Je reviens sur Terre. Tout le monde entoure Chérie. La sage-femme se place devant elle et lui parle :
- Soufflez comme je vous ai montré, et poussez quand vous expirez !
- J’ai maaaaaaaaaaaaaal !!
- C’est bien ce que vous faites, continuez !
Je me déplace. Incapable de faire quoi que ce soit, je recule d’un pas pour les laisser faire. Chérie crie de douleur. Mon sang se glace. Toutes les scènes d’accouchement dans les films ne sont que des conneries, des bullshits. Le réel n’a rien à voir avec les images épurées du cinéma, à croire que personne n’a vu un vrai accouchement.
- Aaaaaaaaaaaaaaaaaaaaaaaaaaaaaaaaaah
- Elle a un déchirement... continuez, on recoudra après !
Mais c’est un véritable cauchemar cette nuit !
Tout à coup je vois apparaître quelque chose...
- … il arrive... Je le vois qui arrive ! Continue Chérie !
La sage-femme positionne ses mains autour de la tête du petit être qui arrive
- Continuez, il arrive !
Il continue de sortir... il est tout bleu et sa tête est déformée, dingue, jamais je n’aurai cru ça ! La professionnelle continue d’accompagner le bébé avec ses mains. La tête... puis le ventre et les bras... les fesses... puis les jambes.
- Il est sorti ! Bravo !
Tout le monde applaudi ! Je suis abasourdi devant le petit être qui se met à pleurer... Tu m’étonnes, passer de 9 mois de bien-être à un environnement froid, bruyant et ultralumineux...
J’embrasse Chérie.
On me parle :
- Voulez-vous couper le cordon ?
Je regarde le cordon, puis la paire de ciseaux qu’elle me tend. Je ne me sens pas très bien, je décline.
Pendant qu’elle coupe le cordon, je me sens de plus en plus mal.
- Voulez-vous prendre l’air ?
- Oui je veux bien...
Quelqu’un m’accompagne vers l’escalier de secours, à l’extérieur. Et là j’éclate en sanglots.
Toute cette pression, ce stress, l’accouchement, la fin de la grossesse (8 mois et demi), le changement de vie... Tout s’évacue.
Une infirmière me propose de boire un verre d’eau. J’accepte.
04h30
Je reviens 10 minutes plus tard, calmé. Je vois l’aide soignante qui a pris les mesures du petit et qui est en train de l’habiller. On me dit :
- 53 cm... 4,32 kg. Naissance le lundi 25 août 2008 à 4h15.

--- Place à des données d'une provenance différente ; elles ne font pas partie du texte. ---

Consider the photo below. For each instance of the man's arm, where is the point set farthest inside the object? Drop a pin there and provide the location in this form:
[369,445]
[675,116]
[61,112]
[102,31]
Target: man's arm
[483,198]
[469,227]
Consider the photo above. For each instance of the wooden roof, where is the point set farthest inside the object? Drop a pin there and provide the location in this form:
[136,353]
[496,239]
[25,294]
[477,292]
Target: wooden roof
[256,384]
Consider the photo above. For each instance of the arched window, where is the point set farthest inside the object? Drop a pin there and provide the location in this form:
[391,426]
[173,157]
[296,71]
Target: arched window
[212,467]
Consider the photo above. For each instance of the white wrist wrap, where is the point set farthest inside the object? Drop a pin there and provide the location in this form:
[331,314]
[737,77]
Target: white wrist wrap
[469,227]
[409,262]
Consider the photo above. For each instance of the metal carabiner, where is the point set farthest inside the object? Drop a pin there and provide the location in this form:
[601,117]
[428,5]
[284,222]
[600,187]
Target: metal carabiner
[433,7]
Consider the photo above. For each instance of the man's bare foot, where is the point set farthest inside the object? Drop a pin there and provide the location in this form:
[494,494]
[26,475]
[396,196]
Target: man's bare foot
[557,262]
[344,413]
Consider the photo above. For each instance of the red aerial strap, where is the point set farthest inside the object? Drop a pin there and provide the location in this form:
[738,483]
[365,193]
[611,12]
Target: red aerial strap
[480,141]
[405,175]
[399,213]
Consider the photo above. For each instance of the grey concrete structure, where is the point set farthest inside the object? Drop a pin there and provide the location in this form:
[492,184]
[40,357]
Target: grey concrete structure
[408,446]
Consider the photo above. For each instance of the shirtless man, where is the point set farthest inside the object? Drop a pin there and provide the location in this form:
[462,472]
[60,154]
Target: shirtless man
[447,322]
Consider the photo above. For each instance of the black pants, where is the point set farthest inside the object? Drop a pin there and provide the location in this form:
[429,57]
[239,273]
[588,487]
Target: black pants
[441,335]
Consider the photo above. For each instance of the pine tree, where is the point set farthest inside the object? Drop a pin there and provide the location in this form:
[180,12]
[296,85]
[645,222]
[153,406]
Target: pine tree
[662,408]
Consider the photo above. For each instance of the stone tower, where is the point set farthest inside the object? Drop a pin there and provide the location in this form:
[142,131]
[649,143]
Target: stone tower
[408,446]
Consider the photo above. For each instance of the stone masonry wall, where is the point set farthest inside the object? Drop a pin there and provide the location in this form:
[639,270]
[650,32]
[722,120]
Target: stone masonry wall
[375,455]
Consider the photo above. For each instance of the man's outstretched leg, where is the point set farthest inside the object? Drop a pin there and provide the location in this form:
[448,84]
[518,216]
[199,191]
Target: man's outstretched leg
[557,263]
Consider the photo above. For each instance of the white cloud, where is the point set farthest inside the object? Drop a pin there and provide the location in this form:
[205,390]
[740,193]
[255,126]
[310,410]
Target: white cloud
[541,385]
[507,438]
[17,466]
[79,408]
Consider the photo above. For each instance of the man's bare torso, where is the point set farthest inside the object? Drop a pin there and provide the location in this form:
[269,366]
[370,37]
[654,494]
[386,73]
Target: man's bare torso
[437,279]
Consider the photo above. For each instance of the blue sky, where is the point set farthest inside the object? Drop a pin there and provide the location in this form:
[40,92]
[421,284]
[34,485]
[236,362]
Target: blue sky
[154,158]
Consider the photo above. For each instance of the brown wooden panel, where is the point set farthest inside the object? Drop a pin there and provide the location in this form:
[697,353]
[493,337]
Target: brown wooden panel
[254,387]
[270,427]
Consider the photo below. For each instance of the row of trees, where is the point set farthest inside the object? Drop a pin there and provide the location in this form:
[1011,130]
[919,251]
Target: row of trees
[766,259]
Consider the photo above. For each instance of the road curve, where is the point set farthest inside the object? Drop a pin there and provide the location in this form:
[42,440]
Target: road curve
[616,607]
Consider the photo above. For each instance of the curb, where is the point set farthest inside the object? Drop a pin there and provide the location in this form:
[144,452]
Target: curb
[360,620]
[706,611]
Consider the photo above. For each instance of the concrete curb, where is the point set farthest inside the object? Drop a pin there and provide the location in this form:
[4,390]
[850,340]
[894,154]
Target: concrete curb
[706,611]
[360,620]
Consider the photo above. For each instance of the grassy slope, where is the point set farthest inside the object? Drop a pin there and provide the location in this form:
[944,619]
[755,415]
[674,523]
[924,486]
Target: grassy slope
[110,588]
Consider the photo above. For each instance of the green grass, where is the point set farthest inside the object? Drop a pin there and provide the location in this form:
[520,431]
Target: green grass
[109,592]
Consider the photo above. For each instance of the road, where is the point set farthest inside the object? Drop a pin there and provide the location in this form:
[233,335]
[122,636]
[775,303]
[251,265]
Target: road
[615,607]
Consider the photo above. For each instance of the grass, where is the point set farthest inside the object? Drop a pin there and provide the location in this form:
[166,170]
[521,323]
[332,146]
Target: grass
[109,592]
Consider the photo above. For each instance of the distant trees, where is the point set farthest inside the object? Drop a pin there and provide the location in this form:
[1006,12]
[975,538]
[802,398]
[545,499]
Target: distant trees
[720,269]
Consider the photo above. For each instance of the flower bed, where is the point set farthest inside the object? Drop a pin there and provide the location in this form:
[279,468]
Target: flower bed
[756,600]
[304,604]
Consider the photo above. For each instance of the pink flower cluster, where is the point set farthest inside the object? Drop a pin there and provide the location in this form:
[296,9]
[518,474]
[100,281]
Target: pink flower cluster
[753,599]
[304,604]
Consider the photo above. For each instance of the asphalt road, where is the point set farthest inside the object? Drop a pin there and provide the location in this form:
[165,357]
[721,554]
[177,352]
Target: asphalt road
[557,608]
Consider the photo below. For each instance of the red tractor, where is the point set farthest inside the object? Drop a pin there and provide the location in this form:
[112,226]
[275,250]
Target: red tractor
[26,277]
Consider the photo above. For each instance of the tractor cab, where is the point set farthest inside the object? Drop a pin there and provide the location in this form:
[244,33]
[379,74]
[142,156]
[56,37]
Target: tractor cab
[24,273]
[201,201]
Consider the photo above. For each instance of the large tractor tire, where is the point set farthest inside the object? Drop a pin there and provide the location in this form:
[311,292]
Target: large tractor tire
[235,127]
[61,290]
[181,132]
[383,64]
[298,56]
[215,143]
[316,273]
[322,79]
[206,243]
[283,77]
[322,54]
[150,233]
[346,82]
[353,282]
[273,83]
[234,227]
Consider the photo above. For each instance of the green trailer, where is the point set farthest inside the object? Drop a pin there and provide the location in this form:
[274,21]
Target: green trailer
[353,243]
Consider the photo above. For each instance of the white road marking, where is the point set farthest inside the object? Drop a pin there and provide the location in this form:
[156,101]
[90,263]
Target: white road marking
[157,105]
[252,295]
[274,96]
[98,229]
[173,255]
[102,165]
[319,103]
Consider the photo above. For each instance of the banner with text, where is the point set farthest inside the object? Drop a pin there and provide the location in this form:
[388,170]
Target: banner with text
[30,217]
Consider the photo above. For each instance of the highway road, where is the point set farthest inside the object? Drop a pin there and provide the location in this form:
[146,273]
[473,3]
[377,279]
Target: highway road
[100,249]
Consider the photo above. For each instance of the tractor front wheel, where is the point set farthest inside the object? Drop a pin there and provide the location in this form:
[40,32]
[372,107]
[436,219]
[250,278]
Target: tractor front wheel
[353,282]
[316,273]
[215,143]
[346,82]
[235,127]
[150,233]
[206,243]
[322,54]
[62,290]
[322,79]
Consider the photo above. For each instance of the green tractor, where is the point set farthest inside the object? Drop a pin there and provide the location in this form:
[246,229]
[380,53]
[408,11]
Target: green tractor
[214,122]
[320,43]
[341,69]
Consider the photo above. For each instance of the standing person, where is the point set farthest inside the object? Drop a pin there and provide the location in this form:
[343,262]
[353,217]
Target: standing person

Un grand p’tit bonhomme...
Je la regarde l’habiller. Elle prend un bonnet et le lui met sur la tête. Elle soulève un peu au niveau de l’élastique... et voilà qu’il lui glisse des doigts pour claquer sur l’oeil droit de mon fils !!!
MAIS C’EST PAS POSSIBLE CET HOPITAL !!
Ils apportent le petit à ma Douce, toute sourire. Ils venaient de la recoudre : elle a eu un petit déchirement durant l’accouchement. Mais maintenant j’ai l’impression que ces 4 dernières heures sont de l’histoire ancienne.

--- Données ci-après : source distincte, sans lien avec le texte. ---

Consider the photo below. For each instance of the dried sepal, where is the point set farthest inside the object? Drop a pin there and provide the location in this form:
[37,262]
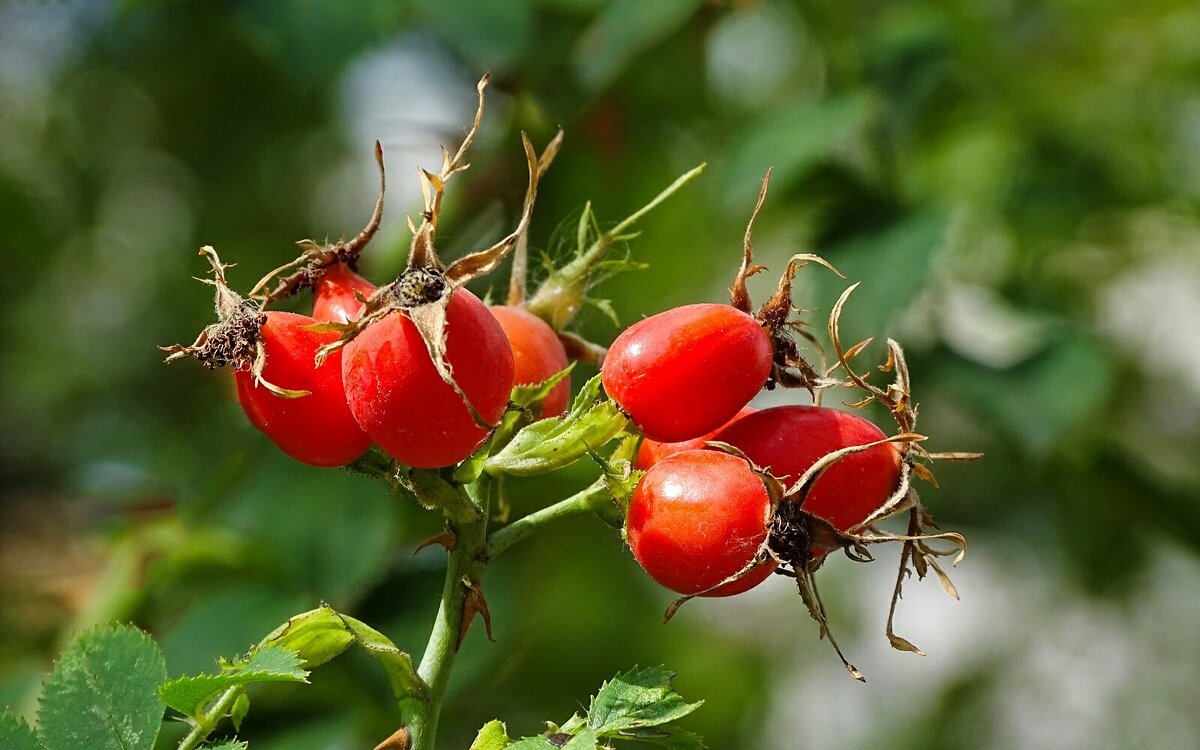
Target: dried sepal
[519,275]
[315,258]
[423,292]
[738,294]
[235,339]
[485,261]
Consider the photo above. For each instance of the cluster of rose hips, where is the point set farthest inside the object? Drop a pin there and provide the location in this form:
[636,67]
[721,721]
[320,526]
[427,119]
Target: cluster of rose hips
[721,495]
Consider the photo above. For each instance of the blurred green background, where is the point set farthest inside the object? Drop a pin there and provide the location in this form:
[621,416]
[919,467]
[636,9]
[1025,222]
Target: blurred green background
[1015,183]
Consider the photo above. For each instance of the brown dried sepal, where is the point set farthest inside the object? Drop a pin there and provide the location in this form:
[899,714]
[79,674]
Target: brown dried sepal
[235,337]
[789,369]
[315,259]
[423,291]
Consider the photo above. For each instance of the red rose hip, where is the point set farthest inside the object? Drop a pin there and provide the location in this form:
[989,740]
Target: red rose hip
[317,429]
[537,354]
[685,372]
[699,517]
[403,405]
[787,441]
[334,299]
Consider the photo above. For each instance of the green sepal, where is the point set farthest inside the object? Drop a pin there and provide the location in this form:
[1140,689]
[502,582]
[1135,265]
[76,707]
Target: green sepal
[491,737]
[527,395]
[557,442]
[268,664]
[316,636]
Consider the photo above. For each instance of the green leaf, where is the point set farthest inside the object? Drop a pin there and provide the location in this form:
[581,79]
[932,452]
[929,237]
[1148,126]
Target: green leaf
[637,699]
[406,684]
[239,711]
[529,395]
[683,739]
[269,664]
[324,633]
[553,443]
[533,743]
[315,636]
[101,694]
[585,741]
[16,735]
[492,737]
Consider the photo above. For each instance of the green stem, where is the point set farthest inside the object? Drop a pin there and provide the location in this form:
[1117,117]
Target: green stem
[443,645]
[208,721]
[579,504]
[561,297]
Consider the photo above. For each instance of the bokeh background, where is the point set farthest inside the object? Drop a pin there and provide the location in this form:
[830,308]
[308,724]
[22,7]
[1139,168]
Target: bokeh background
[1015,183]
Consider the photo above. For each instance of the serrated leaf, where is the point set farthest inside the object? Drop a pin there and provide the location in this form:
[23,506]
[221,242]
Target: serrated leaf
[683,739]
[16,735]
[492,737]
[239,711]
[101,694]
[557,442]
[585,741]
[574,724]
[269,664]
[533,743]
[904,645]
[336,629]
[637,699]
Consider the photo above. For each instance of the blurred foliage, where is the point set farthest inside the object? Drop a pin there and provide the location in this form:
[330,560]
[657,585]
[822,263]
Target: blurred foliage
[1017,185]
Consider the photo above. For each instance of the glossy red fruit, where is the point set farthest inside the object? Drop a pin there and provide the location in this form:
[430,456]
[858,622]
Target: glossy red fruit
[334,298]
[399,399]
[685,372]
[699,517]
[537,354]
[318,429]
[652,451]
[790,439]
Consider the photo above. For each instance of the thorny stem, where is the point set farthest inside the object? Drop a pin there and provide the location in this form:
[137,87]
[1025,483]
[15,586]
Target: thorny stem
[443,643]
[579,504]
[208,721]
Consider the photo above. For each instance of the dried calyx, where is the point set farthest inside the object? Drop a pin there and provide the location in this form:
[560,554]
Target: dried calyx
[790,369]
[423,291]
[235,337]
[793,533]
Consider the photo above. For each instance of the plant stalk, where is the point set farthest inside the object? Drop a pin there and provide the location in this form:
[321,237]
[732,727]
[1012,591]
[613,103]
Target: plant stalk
[208,721]
[465,564]
[579,504]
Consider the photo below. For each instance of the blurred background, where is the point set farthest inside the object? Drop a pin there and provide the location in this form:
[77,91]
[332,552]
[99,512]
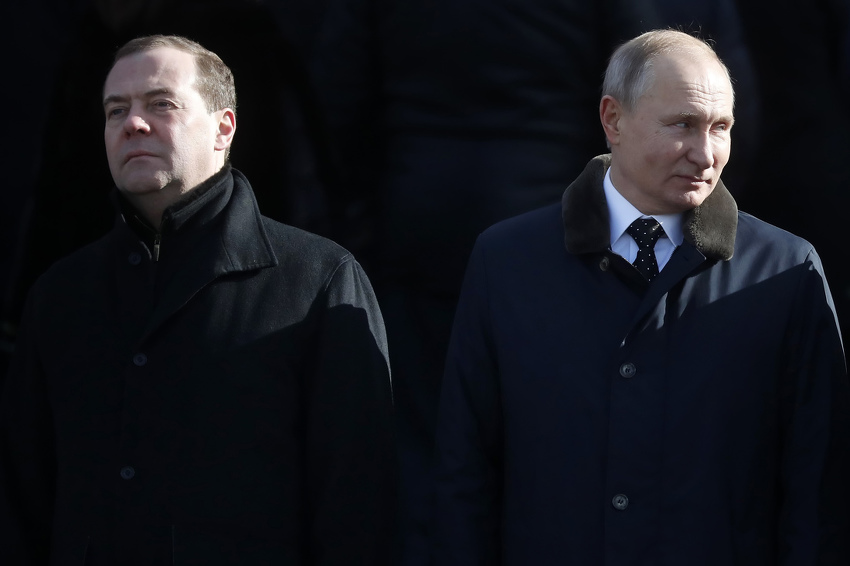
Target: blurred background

Le plus important est là, notre fils est parmi nous !
La SF vient me voir :
- Est-ce que vous pouvez me suivre dans le couloir ?
- Oui, pourquoi ?
- J’ai besoin de noter les prénoms que vous allez donner à votre fils. Est-ce que vous vous êtes décidé ?
Je regarde Chérie, elle hoche la tête.
- Oui.
- Je vous écoute ?
- Nous allons l’appeler : Maxime Baptiste Alexandre.